The movie about the first man on the moon - Neil Armstrong, is like a strange blend of potential sci-fi and documentary, where you wonder all the way through if this was really how it all went down. Some elements feel real, and some don't, and being equally dubious as to the authenticity of the actual event lends it a whole new layer of... intrigue.
Patriotic American space movie too? Yepp. But it's one with class. It had moments. It had good music. It had enough length to really make the most of it, too, and it all builds up to that final landing so slowly you stop waiting for it, but more so enjoying the ride.

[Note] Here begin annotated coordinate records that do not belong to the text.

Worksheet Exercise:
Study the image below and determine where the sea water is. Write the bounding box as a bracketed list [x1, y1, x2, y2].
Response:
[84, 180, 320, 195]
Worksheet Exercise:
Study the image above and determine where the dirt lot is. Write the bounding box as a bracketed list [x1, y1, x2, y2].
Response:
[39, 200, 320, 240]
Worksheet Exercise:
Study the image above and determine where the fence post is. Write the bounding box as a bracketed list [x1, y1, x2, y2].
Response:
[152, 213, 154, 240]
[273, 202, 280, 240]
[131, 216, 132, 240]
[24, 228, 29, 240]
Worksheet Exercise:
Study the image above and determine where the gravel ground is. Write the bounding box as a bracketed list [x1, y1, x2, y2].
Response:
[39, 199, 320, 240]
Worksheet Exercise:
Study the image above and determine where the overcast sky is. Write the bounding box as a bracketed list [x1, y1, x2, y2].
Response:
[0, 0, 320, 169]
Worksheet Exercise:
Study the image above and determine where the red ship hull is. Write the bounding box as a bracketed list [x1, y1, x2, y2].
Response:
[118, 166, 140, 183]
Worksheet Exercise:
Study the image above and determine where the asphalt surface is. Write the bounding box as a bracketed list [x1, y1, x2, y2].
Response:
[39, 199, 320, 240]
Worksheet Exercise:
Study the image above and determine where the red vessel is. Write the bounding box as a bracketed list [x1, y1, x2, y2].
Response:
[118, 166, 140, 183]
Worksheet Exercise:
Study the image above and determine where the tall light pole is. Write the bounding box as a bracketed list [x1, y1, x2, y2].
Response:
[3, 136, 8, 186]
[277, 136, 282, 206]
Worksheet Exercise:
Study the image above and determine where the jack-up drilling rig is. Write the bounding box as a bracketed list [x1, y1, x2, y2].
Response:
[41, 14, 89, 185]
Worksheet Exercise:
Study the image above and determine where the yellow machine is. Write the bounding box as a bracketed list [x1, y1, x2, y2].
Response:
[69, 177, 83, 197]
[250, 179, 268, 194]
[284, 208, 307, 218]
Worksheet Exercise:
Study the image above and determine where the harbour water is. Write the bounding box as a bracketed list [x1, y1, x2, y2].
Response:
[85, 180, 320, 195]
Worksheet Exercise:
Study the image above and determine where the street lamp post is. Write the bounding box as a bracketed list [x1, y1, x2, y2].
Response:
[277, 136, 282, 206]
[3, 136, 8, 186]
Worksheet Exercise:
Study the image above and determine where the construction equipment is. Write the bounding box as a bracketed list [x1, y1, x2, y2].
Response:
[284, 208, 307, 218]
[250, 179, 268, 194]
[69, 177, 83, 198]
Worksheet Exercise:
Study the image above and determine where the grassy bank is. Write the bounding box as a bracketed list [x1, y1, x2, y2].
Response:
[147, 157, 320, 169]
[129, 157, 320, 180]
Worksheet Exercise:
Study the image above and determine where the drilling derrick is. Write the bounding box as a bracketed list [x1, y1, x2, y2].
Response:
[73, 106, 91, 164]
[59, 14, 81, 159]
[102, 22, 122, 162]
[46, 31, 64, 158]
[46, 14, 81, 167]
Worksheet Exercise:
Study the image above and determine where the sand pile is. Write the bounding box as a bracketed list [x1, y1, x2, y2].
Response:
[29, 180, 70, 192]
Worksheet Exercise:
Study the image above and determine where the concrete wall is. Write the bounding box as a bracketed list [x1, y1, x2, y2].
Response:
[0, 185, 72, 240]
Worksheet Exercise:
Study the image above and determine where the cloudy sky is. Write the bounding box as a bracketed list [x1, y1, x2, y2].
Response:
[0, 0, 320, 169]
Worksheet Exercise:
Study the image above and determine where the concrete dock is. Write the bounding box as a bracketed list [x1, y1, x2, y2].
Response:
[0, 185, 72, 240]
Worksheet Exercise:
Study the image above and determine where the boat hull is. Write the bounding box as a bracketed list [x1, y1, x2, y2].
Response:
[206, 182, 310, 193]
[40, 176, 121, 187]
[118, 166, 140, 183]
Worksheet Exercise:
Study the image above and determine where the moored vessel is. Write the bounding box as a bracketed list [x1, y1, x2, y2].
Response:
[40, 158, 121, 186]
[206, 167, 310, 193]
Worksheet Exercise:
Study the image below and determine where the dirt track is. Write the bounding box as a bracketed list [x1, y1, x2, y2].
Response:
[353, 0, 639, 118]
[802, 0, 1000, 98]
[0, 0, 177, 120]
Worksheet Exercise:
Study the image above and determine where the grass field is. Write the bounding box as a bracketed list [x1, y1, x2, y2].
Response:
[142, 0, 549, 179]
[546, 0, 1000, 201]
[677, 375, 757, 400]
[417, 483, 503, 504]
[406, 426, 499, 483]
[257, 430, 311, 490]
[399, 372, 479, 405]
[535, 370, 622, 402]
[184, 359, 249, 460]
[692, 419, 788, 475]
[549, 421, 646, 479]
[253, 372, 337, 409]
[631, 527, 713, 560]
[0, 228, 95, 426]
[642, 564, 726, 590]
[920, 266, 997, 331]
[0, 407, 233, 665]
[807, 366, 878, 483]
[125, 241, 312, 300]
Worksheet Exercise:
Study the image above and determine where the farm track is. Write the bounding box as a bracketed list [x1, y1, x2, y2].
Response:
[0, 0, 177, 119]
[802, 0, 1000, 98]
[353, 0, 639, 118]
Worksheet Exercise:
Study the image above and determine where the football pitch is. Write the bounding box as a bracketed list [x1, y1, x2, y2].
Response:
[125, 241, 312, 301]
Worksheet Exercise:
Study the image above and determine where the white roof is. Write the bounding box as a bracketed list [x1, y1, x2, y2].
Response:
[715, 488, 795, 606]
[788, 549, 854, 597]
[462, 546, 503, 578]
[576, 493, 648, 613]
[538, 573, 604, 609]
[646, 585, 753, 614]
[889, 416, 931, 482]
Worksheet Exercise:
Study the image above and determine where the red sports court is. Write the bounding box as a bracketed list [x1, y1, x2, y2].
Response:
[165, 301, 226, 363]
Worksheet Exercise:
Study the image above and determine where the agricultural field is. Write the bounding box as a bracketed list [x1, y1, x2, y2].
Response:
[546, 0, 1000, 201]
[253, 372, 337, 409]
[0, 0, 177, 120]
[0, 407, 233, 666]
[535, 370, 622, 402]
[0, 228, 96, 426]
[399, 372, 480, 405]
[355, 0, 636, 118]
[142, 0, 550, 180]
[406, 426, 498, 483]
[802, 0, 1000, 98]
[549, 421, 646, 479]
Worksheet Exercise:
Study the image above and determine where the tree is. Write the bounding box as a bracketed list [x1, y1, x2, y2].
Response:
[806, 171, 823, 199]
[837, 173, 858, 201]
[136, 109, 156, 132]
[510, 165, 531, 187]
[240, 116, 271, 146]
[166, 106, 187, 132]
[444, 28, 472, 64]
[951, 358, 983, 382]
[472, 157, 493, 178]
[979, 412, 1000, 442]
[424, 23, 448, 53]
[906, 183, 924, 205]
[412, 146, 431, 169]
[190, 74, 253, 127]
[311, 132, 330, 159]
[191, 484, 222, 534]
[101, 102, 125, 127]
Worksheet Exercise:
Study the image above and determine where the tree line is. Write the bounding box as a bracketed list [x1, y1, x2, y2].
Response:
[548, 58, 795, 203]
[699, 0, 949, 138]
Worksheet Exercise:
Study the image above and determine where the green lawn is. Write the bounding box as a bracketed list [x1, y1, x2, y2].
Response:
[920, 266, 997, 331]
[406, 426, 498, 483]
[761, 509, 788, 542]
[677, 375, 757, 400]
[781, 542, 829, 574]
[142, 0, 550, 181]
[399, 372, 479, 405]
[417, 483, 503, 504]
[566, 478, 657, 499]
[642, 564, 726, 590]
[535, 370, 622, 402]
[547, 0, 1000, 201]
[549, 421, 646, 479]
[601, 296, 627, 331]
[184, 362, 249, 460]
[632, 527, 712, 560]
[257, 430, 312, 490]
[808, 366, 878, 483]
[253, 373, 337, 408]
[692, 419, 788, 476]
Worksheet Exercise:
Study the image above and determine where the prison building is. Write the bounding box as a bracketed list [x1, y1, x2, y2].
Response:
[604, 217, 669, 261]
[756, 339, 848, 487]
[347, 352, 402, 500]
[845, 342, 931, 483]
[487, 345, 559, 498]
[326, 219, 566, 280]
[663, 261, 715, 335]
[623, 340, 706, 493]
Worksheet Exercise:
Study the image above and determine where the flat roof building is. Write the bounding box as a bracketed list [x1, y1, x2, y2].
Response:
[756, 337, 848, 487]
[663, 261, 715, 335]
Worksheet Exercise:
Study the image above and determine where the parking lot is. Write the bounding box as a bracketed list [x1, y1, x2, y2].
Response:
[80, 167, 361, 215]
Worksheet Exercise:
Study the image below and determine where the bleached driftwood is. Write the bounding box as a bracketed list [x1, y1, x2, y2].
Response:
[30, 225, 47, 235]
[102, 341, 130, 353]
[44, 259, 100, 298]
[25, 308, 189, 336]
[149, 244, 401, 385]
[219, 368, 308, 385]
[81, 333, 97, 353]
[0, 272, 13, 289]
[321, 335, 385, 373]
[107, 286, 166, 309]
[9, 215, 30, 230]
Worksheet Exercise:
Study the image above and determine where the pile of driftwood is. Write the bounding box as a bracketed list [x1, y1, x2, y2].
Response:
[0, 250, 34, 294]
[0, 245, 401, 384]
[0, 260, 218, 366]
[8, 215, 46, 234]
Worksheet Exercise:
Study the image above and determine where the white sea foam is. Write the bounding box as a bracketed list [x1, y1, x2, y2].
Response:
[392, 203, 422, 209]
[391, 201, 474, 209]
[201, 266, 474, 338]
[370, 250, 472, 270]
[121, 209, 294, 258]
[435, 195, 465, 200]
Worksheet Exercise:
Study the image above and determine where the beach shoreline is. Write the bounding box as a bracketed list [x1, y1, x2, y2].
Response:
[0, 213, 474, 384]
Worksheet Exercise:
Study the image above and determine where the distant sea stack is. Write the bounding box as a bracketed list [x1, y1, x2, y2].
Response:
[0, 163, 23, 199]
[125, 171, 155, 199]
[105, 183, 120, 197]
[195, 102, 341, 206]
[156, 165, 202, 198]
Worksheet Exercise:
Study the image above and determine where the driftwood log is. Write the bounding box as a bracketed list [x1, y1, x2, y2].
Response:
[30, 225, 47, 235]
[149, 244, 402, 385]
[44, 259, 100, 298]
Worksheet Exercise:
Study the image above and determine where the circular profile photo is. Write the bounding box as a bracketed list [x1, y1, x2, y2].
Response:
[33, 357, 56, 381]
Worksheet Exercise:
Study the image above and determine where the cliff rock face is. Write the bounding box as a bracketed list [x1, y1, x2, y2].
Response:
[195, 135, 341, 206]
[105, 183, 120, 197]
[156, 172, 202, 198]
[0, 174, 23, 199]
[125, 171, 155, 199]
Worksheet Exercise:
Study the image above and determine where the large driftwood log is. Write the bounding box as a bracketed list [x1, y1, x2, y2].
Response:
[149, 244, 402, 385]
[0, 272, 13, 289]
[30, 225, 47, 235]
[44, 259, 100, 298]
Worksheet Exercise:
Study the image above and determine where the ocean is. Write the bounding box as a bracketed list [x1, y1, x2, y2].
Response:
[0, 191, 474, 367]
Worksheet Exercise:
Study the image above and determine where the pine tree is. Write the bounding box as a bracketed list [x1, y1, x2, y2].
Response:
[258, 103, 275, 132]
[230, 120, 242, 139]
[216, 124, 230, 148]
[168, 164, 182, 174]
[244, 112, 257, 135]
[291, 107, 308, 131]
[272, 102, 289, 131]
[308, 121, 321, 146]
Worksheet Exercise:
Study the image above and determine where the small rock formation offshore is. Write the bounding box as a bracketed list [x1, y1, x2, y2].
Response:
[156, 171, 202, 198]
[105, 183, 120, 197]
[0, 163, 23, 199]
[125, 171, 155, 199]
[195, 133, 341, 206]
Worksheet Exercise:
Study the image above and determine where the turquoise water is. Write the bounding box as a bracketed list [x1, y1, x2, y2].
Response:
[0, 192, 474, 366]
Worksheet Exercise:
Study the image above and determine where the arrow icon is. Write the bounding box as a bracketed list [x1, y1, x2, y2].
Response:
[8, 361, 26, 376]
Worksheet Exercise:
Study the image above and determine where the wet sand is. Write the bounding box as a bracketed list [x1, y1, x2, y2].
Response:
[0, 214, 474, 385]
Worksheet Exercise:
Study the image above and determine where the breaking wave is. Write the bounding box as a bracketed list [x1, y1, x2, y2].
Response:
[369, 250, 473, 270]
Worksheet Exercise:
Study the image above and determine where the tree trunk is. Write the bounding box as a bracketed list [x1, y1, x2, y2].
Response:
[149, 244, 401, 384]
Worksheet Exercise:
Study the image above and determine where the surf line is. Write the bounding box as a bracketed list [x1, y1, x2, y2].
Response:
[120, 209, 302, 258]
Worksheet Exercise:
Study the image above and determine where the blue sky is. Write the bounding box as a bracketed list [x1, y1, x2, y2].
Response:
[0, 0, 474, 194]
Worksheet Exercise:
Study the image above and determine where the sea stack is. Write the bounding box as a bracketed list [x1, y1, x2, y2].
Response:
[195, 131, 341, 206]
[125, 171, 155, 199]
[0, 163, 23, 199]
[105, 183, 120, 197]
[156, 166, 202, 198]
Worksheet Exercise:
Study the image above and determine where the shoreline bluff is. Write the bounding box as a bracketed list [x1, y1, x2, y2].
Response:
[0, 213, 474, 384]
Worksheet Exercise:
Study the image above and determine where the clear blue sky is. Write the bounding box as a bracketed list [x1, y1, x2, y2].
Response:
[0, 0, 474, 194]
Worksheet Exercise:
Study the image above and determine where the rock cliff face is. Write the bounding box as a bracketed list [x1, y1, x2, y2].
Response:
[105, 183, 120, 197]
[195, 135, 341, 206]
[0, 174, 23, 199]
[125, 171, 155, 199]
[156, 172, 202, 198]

Well maybe not enjoying, because there are a bundle of not quite so euphoric hurdles along the way, but feeling. You join in on each and every individual success they accomplish, and each failure, until their final quest.
Ryan Gosling played Neil, and he couldn't have done a better job with it. Not to forget the wife Janet, played by Claire Foy. I'm pleasantly surprised with how much their silent moments speak to me, intimate and distant all the same.
In the end, it basically comes across as a movie about a man who became obsessed with the moon, and how he reached it only to realize there was nothing there... and that he'd had everything he needed in his home all this time.
At least that's how it comes across to me. That, and a little bit of the battle as seen through the eyes of his wife. She's the grounded one, while he's way up in the clouds. Head in the stars. All the sayings gone literal, even if he also comes across as smart, and a loyal fatalist like few.
It's not a depressing movie, despite the hurdles, but more of an insightful one. Of course. That's how it had to be.
I don't agree with all of the angles, or sound effects, and in some scenes the shaky cam's a bit much, but it really was a rough voyage, and they convey that well. It makes me think about the moon landing in a whole new way, even though I'm keeping an eye out for a Coca Cola can on the surface as they pan away, wondering if maybe they could've been a secret sponsor back in the day, or if this really is one more little glimpse into a humane story, from one giant cover up for mankind...
I'd like to think not, though. It's a mighty journey the way they depict it here. The space age: it was a little before my time, but I feel it takes me back all the same. And really brings me into the perils of their race.